BISMARCK, N.D. – The results of the most recent survey conducted by the State of North Dakota’s Human Resource Management Services (HRMS) Division show strong employee opposition to proposed changes, as the North Dakota Legislature’s Interim Retirement Committee prepares to take a vote on the future of the North Dakota Public Employees Retirement System (NDPERS) defined-benefit retirement plan.
In a 2022 Total Rewards Survey, state workers were given a series of statements about the compensation and benefits they receive as employees and asked to rank how much they agreed with each statement on a scale of 1 to 5.
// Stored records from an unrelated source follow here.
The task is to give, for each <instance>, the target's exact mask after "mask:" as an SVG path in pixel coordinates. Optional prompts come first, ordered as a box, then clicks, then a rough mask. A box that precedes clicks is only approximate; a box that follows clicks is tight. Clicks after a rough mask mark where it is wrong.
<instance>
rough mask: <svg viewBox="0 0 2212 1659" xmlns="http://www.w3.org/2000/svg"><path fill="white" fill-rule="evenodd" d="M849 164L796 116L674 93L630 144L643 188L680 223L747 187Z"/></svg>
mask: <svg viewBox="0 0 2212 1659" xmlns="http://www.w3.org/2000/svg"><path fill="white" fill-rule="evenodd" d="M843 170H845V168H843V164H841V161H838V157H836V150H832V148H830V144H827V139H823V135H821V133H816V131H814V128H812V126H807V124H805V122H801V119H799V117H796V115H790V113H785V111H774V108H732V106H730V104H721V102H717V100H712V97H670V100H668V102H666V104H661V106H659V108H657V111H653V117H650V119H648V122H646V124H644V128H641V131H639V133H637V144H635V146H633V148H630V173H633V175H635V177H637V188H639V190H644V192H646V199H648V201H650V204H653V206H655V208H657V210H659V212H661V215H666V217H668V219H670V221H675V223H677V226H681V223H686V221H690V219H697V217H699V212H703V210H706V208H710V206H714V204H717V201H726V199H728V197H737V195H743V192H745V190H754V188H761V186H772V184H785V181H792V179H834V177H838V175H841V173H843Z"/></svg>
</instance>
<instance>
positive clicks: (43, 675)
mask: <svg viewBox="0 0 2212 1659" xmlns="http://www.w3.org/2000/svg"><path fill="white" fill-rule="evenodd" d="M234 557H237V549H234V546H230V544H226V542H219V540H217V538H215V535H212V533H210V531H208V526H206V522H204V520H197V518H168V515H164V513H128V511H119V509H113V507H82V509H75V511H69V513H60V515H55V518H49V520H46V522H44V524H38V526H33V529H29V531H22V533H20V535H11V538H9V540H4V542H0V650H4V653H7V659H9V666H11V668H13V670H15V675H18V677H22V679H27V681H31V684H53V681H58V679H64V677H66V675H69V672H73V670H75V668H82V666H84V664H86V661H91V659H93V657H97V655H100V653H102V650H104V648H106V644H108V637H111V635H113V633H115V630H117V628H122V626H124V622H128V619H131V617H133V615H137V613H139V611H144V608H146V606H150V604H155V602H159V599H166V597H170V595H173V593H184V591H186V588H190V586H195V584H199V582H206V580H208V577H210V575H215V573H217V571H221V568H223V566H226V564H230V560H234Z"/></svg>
• Out of 3,858 responses to the statement “I prefer to have a Defined Benefit (DB) Retirement Plan rather than a Defined Contribution (DC) Retirement Plan,” 42 percent rated it as 5, or Strongly Agree.
• Of the 3,840 who ranked how much they agreed with the statement “I prefer to have a defined contribution (DC) retirement plan rather than a defined benefit (DB) retirement plan,” the rate of 5 – Strongly Agree responses plummets to only 3 percent.
“Millennials like me have faced a historically unstable job market, so I value the security my pension provides. To attract and keep good public employees, legislators should improve our benefits, not chip away at them,” said Dana Henry, a compliance officer with the Office of the State Tax Commissioner.
“For many years, the defined-benefit retirement plan managed by NDPERS has served to provide a modest and dependable retirement for those North Dakotans who have worked tirelessly to provide the vital public services that North Dakotans expect and deserve,” said North Dakota United President Nick Archuleta. “Public employees have historically been paid 8 to 12 percent less than their similarly trained and experienced counterparts in the private sector. The PERS defined-benefit retirement plan serves as a tool to recruit and retain highly qualified and talented public employees. States that have closed their DB retirement plans, like West Virginia and Alaska, are either planning to reopen those plans or have already done so. North Dakota should head the lessons learned in those states and put the DB plan on a course to be fully funded; something it could have done in each of the last six legislative sessions. The longer we wait, the more expensive doing so becomes.”